= Legal Services Authorities Act, 1987 =

Act of the Parliament of India

The Legal Services Authorities Act, 1987 is an Act of the Indian Parliament to enforce the provisions of Article 39 A of the Constitution guaranteeing the fundamental rights to all the citizens of the country. Article 39 A of the constitution relates to promoting justice on the basis of equal opportunity by providing free legal aid to the sections of society like poor and economically weaker sections who cannot otherwise afford it. Among other things the act deals with pay and qualifications of staff.
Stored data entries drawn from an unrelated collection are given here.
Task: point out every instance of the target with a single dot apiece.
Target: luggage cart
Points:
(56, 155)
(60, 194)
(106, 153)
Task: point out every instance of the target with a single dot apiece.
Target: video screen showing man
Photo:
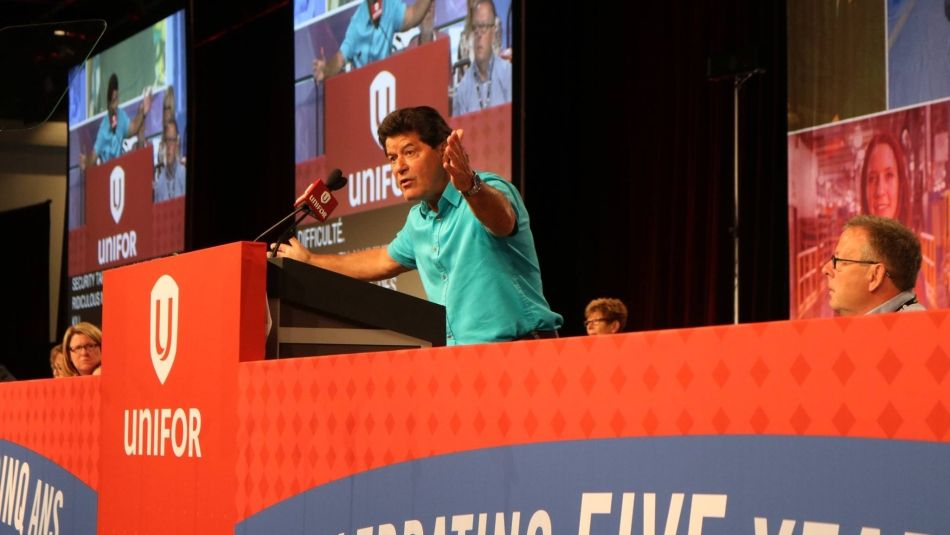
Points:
(484, 269)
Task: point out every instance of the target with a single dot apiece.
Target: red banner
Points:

The Act resulted in creation of The National Legal Services Authority (NALSA) across country.

The act was enacted with effect from 9 November 1987. To commemorate the occasion, 9 November every year is celebrated National Legal Services Day in India.

==History==

Legal Services Authorities Act 1987 was enacted by Parliament of India to provide legal support for free to the poor and ensuring that it promotes justice based on equal opportunity, thus getting in effect Article 39-A of constitution. To promote justice through free legal aid to the poorer, backward and weaker citizens of the country and help promoting justice in society, Constitution of India created Article 39-A. The Act became enforceable from 9 November 1995, facilitating establishment of countrywide network and provision for free and efficient legal services to the poor and weaker members. The National Legal Services Authority (NALSA) courts were created across country working as per the provisions of this Act.

Legal Services Authorities Act 1987 states that every judgement of Lok Adalats Every award made by a Lok Adalat shall be final and binding on all the parties to the dispute, and no appeal shall lie to any court against the award".

==Persons Entitled for Legal Aid==

As per section 12 of Legal Services Authorities Act 1987, free legal aid is available to following categories of citizens:

-"A person from Scheduled Caste or Scheduled Tribe.

-A person under category of beggar as per Article 23 of the Constitution or a victim of human trafficking.

-Child or a woman.

-Woman who is victim of rape.

-Person with any disability or mentally ill.

-Individual being mass disaster victim, ethnic violence, atrocities due to caste, victims of flood, earthquake or industrial disaster or drought victims.

- Workman from industry.

-In custody, including custody in a protective home within the meaning of clause(g) of Section 2 of the Immoral Traffic (Prevention) Act, 1956(104 of 1956); or in a juvenile home within the meaning of clause(j) of Section 2 of the Juvenile Justice Act, 1986 (53 of 1986); or in a psychiatric hospital or psychiatric nursing home within the meaning of clause (g) of Section 2 of the Mental Health Act, 1987(14 of 1987);or

-In receipt of annual income less than rupees nine thousand or such other higher amount as may be prescribed by the state government, if the case is before a court other than the Supreme Court, and less than rupees twelve thousand or such other higher amount as may be prescribed by the central government, if the case is before the Supreme Court."

==Legal Service Types==

Legal Services Authorities Act 1987 as per official website of NALSA, provides that the types of legal services which are available for free includes legal support in matters relating to civil and criminal offences for members from poor and marginalised sections who are unable to afford services of a lawyer for any legal proceeding or representation of any case before any court, tribunal or any legal authority.

Following types of services are covered in legal aid:

-Legal proceedings represented by advocate.

-Document preparation of any pleadings, appeal memo, or paper book which includes for translation and printing of documents towards legal proceeding;

- Expenses incurred for drafting special leave petitions or other legal documents.

- Any service given and amount charged relating to any legal case conducted or proceedings before any court or other Authority or tribunal which are of legal nature and;

- Advises of legal nature.

- In addition to above, payment of fees towards any aid or advice given to the beneficiaries for claiming benefits for the schemes and statues framed by any state government or central government, it can be included under free legal services.